THE SCYTHIAN LAMB

Un teatro affollato, padiglioni ed infopoint presi d’assalto da un mare di persone armate di badge; può sembrare uno scenario apocalittico ma si tratta del Far East Film Festival (ormai giunto alla sua ventesima edizione) e questa è una giornata di normale amministrazione. Una lunga serpentina di cinefili, giornalisti e addetti stampa in attesa di entrare nella sala proiezioni, noi ne siamo la coda ma la fila si muove più in fretta di quello che ci aspettassimo e finalmente entriamo. Cerchiamo subito di accaparrarci delle buone posizioni con i moltissimi presenti in sala e dopo aver discusso di prospettive ed angoli di visione ottimale ci accontentiamo di posti defilati e abbastanza vicini allo schermo. Scoppia un applauso, il regista è entrato in sala. Daihachi Yoshida ci augura una buona visione in un Italiano spigliato ma semplice ed ha inizio “The Scythian Lamb“.

Il film prende elementi di black comedy e thriller per raccontare la storia di un giovane impiegato comunale (l’idol Ryo Nishikido): questi dovrà assicurare il reinserimento nella società di sei ex detenuti nella piccola città di campagna in cui vive. L’obbiettivo è quello di ripopolare la campagna e instillare nuova linfa vitale in una comunità ormai svuotata di giovani, tacendo però sui dettagli del passato problematico dei sei individui. I toni cupi della pellicola sono aggravati dalla presenza simbolica inquietante di Nororo, un kaiju simbolo della tradizione folkloristica locale, temuto e riverito e la cui statua giganteggia sul villaggio. La leggenda che lo accompagna si intreccia con le vicende dei personaggi, muovendo la trama verso un climax inaspettato.

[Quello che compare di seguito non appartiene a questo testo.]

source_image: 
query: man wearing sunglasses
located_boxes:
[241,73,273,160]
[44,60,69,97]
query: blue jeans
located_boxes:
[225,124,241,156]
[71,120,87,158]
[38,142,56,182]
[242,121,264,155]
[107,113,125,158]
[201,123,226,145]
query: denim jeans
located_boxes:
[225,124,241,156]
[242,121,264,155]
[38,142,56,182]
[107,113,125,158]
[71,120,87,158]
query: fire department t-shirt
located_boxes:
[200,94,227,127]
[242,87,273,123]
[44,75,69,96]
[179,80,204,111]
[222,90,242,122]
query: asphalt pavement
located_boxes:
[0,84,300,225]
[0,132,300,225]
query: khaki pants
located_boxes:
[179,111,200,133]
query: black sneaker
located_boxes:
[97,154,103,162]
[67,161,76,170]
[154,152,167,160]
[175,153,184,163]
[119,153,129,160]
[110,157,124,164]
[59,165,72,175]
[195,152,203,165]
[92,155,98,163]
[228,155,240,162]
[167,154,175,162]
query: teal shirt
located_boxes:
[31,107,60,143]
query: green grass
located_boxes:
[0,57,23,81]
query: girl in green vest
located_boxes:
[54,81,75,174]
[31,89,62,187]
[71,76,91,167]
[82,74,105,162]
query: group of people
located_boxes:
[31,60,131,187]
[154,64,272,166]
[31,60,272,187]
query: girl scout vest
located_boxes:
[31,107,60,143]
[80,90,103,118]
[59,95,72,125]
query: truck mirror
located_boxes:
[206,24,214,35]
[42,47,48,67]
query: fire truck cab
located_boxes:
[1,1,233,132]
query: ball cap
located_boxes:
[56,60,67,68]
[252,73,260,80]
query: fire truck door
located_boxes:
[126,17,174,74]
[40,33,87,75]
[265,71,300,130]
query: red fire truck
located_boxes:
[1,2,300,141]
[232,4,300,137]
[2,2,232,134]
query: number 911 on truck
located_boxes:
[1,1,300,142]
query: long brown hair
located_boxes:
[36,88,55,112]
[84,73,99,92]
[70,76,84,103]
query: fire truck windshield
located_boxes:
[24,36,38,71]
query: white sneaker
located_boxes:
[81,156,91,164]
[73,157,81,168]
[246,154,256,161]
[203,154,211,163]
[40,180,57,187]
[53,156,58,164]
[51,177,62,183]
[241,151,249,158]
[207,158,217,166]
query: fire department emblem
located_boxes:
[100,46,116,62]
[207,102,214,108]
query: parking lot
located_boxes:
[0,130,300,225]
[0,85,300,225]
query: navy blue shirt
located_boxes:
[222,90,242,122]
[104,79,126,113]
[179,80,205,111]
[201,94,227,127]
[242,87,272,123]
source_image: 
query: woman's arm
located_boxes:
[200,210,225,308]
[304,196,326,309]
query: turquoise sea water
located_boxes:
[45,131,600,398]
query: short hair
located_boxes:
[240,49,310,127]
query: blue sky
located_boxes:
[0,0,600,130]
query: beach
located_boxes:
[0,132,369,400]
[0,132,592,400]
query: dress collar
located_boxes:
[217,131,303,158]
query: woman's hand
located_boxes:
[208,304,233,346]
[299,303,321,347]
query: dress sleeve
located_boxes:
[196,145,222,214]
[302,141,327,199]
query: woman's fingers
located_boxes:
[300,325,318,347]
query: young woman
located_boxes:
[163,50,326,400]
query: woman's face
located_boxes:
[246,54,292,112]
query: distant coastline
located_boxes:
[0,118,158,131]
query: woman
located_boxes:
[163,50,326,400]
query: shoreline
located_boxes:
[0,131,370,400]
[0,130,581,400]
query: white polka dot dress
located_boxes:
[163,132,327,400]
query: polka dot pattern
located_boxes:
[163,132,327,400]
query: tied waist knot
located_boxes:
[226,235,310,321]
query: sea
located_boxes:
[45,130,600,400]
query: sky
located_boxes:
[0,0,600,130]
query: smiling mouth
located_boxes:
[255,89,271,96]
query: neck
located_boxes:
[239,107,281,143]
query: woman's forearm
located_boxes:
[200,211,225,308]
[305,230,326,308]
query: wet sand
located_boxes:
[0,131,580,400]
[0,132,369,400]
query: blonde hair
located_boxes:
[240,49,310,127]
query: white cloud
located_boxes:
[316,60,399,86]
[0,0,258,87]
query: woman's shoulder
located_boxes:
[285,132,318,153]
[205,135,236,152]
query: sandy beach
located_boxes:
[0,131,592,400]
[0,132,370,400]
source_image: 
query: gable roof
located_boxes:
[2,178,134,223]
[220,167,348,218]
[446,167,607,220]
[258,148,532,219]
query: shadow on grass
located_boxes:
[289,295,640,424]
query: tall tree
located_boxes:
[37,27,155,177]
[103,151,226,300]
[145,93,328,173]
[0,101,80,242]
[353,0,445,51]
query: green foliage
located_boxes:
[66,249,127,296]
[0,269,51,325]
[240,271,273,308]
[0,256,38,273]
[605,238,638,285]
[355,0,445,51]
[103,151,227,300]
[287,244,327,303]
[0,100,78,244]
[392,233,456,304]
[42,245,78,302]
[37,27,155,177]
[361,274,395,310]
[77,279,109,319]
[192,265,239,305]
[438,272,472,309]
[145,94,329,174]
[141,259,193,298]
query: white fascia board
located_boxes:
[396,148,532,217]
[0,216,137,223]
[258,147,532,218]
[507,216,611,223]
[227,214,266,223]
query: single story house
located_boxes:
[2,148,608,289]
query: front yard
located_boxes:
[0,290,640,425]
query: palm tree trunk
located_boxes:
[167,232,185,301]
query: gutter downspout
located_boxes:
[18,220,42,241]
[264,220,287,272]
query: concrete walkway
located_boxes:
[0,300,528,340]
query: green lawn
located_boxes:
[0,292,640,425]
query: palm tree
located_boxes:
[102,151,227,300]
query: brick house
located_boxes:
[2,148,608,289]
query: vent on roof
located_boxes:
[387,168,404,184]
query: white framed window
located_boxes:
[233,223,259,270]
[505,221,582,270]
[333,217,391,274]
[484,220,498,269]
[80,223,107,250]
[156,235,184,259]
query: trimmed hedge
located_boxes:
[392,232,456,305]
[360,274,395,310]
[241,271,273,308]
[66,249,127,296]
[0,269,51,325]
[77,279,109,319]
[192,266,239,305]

Tra i sei nuovi cittadini, c’è chi ricadrà nelle vecchie abitudini. C’è anche chi riuscirà a lasciarsi alle spalle il proprio passato e, con l’aiuto della comunità, a ripartire da zero. Un tema ricorrente del film è infatti la rinascita, parafrasi di un ciclo vitale inarrestabile di morte e vita, espresso forse dal titolo del film. L’agnello della Scizia (traduzione italiana del titolo del film) fa riferimento ad una pianta leggendaria asiatica che ha come frutto un agnello legato alla terra per un cordone ombelicale e la quale, una volta perse tutte le foglie, muore assieme all’agnello. Questa icona appare spesso durante il film come memento di quella ciclicità di vita e morte e rinascita.

Il film, come ogni buon thriller, esige che gli occhi restino attaccati allo schermo. Noi, sicuramente, abbiamo pure consumato i braccioli delle poltrone rosse del Teatro Nuovo fino alla conclusione del film. Ma per noi, ahimè, è proprio il finale la pecca più grande: ci è sembrato pigro, anticlimatico, ci ha lasciati con l’amaro in bocca. Tuttavia, per l’attualità del problema presentato, la misteriosa tensione che viene costruita di scena in scena e l’occasionale black comedy, non ci sentiamo proprio di non consigliarne la visione.